Specifically, cross-border learner mobility engages with discussions
upon mechanisms to foster social and economic inclusion avenues for
forcibly displaced persons: recognition of foreign degrees and
qualifications, the valorization of non-formal and informal knowledge,
and the proactive action by European Universities Alliances, as CIVIS
itself, as examples of trans-national organisations, increasingly
gaining a voice as stakeholders in the policy-making mechanisms in this
sector.
Hence, the conceptual tool to analyse such global challenges and highlight joint solutions is the polycrisis lens.
This panel, within Hub 2 contributions considers this polycrisis from several points of view, deeply engaging with the Europe-Africa relationship: the core idea for fostering multicultural societies here proposed, is the valorisation of each and every learner experience and skills gained in the perspective of a multi-age, multi-cultural society.
Contributions aim to nurture the given prompt: “In the context of migration and forced displacement, how can educational systems and institutions foster inclusive, multilingual and multicultural societies?”.

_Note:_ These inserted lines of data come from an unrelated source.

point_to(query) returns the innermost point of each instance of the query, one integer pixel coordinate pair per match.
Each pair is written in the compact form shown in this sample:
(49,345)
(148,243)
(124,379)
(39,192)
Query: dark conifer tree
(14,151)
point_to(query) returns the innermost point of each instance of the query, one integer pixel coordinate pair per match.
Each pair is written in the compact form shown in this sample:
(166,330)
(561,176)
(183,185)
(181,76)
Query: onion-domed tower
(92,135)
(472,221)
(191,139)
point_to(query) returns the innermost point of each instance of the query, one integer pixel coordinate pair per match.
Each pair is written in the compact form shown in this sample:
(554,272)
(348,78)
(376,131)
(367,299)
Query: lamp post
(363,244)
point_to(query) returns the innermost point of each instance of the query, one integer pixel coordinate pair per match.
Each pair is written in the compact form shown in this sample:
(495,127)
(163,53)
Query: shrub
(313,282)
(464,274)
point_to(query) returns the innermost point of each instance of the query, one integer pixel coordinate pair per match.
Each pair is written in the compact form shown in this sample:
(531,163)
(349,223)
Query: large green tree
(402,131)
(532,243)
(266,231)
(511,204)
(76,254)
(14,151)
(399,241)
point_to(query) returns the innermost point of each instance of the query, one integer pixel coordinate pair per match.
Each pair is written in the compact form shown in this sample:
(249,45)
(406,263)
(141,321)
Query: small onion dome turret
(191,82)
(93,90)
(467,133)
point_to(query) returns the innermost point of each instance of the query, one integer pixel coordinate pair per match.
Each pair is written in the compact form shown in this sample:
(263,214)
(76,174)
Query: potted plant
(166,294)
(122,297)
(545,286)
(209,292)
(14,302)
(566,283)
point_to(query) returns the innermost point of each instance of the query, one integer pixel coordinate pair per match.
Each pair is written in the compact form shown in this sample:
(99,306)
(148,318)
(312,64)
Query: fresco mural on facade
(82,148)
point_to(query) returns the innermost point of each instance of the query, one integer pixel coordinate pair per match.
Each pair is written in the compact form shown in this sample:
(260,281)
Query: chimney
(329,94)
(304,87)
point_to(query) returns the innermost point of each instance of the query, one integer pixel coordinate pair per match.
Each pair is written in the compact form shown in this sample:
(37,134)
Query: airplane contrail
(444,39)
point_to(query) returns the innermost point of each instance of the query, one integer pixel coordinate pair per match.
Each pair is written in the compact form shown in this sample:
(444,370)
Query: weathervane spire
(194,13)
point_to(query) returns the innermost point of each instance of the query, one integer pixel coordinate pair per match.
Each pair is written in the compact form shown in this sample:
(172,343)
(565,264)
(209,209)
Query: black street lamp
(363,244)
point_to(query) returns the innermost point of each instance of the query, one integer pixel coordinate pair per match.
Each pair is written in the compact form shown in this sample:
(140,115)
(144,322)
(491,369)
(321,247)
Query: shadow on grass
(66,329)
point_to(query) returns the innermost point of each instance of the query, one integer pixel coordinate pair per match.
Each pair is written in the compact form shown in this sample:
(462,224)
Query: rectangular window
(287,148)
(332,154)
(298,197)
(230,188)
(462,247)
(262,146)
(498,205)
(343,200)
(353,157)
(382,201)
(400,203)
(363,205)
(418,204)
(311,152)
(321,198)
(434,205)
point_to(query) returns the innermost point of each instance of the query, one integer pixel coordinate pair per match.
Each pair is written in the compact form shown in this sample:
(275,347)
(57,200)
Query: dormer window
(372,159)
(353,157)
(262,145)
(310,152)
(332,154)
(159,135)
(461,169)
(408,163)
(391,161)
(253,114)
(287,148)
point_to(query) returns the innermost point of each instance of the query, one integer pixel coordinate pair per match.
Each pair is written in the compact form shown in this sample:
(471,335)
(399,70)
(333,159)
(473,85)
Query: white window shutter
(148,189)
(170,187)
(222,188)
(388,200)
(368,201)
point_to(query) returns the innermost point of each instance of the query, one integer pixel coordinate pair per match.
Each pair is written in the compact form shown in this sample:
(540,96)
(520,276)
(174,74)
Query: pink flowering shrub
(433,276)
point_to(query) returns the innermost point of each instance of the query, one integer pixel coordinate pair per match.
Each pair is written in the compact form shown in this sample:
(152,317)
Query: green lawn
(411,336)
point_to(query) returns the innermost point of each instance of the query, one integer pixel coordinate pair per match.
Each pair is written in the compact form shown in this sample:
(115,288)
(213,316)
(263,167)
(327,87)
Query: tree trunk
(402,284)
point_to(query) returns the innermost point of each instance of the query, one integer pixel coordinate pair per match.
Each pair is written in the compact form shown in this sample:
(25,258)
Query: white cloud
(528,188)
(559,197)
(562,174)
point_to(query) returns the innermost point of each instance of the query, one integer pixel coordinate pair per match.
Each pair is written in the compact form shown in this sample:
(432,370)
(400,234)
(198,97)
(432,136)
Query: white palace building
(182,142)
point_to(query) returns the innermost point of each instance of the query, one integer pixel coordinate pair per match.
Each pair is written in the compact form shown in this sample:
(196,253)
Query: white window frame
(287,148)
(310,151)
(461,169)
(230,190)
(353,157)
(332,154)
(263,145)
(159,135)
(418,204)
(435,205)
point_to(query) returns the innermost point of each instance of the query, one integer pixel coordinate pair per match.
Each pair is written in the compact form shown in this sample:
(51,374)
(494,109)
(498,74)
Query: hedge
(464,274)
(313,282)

Ongoing and concluded research around dynamics characterizing violence against women in refugee camps, educational projects to address and overcome them, skill-certification/qualification recognition between Europe and Africa, risks of violence reification within institutions themselves, and the use of polysolutions lenses as a valuable theoretical tool to frame the theme, will be shared.
Ultimately, the goal of the panel is to serve as a platform to collect experiences, discuss practices and build policy recommendations based on ongoing research, strongly bringing together the legal, sociological and educational oriented perspective.